[68AttendGem]

I'm working on a logic problem. Maybe there are some math whizzes among us.

There are two parties happening on a Friday night. The two parties happen to be going on in opposing sides of a duplex house. Each attendee is given a hand stamp upon entry into each party, which allows the attendee to leave and return freely. Each party has it's own hand-stamp, and party attendees are only stamped once.

We don't know how many people were at these parties, but we know how we can classify them.

Here are some variables to consider (these are categories of attendees):

for PARTY #1:

CRASHER_1 = an attendee who crashed the party -- no hand-stamp present (i.e., they sneaked in)
FLOATER_1 = an attendee of both parties (both hand-stamps present)
LOYALIST_1 = an attendee with only party #1's hand-stamp
DEFECTOR_1 = an attendee with only THE OTHER PARTY'S hand-stamp (how would this happen?)

for PARTY #2:

CRASHER_2 = an attendee who crashed the party -- no hand-stamp present (i.e., they sneaked in)
FLOATER_2 = an attendee of both parties (both hand-stamps present)
LOYALIST_2 = an attendee with only party #2's hand-stamp
DEFECTOR_2 = an attendee with only THE OTHER PARTY'S hand-stamp (how would this happen?)

How do we calculate the net, overall direction of traffic from one party to the other? In other words, which party was more popular? Are any of the variables USELESS?

Good luck!

[LillyPlay]

The party that had naked chicks was more popular. Duhh.

[feannigvogten]

The party without the logic problem creator apparently rocked [thumbup]

However on a more serious note... I don't believe there's enough data to work the variables into any finite answer. IMO

Short of writing you an algebraic equation to express how I cannot find an answer, I don't know what else to say.

[evarekataVame]

Well it's quite simple really.
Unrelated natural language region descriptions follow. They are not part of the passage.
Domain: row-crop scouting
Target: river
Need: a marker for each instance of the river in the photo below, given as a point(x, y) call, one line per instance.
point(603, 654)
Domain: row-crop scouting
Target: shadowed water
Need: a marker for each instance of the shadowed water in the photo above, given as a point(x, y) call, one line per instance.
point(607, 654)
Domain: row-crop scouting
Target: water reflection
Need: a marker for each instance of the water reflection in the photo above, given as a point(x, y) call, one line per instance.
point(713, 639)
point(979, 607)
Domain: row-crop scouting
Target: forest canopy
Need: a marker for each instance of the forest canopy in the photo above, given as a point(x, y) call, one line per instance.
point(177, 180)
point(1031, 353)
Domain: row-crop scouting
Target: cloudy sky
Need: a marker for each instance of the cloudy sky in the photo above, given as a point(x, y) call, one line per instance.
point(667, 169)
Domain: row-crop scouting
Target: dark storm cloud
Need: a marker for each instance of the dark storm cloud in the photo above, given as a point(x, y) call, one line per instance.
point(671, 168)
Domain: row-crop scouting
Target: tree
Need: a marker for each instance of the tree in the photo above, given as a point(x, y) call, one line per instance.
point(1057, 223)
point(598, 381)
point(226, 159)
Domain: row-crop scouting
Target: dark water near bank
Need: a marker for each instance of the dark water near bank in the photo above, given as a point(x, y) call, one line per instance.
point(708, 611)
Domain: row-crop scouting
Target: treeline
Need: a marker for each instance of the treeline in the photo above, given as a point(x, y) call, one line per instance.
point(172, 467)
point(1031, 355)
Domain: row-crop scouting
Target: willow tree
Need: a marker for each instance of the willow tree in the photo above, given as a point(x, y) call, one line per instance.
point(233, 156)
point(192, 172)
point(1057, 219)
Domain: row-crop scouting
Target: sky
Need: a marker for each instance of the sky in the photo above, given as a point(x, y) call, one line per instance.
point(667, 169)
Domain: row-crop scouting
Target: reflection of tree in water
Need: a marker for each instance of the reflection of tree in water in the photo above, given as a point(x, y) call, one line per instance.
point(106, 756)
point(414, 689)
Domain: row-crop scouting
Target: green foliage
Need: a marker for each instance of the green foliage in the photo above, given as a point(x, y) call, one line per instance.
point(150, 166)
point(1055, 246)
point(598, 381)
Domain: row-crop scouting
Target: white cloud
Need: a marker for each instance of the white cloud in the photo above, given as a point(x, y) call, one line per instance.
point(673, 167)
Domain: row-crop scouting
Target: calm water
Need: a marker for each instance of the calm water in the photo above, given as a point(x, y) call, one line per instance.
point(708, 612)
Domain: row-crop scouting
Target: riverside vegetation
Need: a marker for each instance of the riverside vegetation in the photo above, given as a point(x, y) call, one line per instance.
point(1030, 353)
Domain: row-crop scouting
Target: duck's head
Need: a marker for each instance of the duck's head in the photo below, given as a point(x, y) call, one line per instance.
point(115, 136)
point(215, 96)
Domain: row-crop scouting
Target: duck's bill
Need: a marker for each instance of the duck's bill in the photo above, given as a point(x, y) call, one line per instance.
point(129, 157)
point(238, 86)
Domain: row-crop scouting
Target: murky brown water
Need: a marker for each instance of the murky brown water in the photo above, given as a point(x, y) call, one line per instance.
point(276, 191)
Both parties suck as there are only 4 people attending so 100% of people leave and go to the cracking party across the road which doesn't require stamps to get in.

[Squeernemergo]

They were equally lame.

[Bwvapays]

Party 1 should suicide bomb Party 2

[CealialactBek]

Just looking at face value, but they both appear to have the same traffic as the variables do not differ.

[WhileKelf]

Crasher1 would be defector2
Crasher2 would be defector1
Floater 1 = floater 2
Loyalist 1 attended only party 1
Loyalist 2 attended only party 2

So, a total of five people, three of which visited both barties, but its impossible to say which party was more popular, as there is no timeline.

[viawbambutt]

Crasher1 would be defector2
Crasher2 would be defector1
Floater 1 = floater 2
Loyalist 1 attended only party 1
Loyalist 2 attended only party 2

So, a total of five people, three of which visited both barties, but its impossible to say which party was more popular, as there is no timeline.

I doubt he meant 5 people, it would just end up with 5 types of people, each of which have an unknown value.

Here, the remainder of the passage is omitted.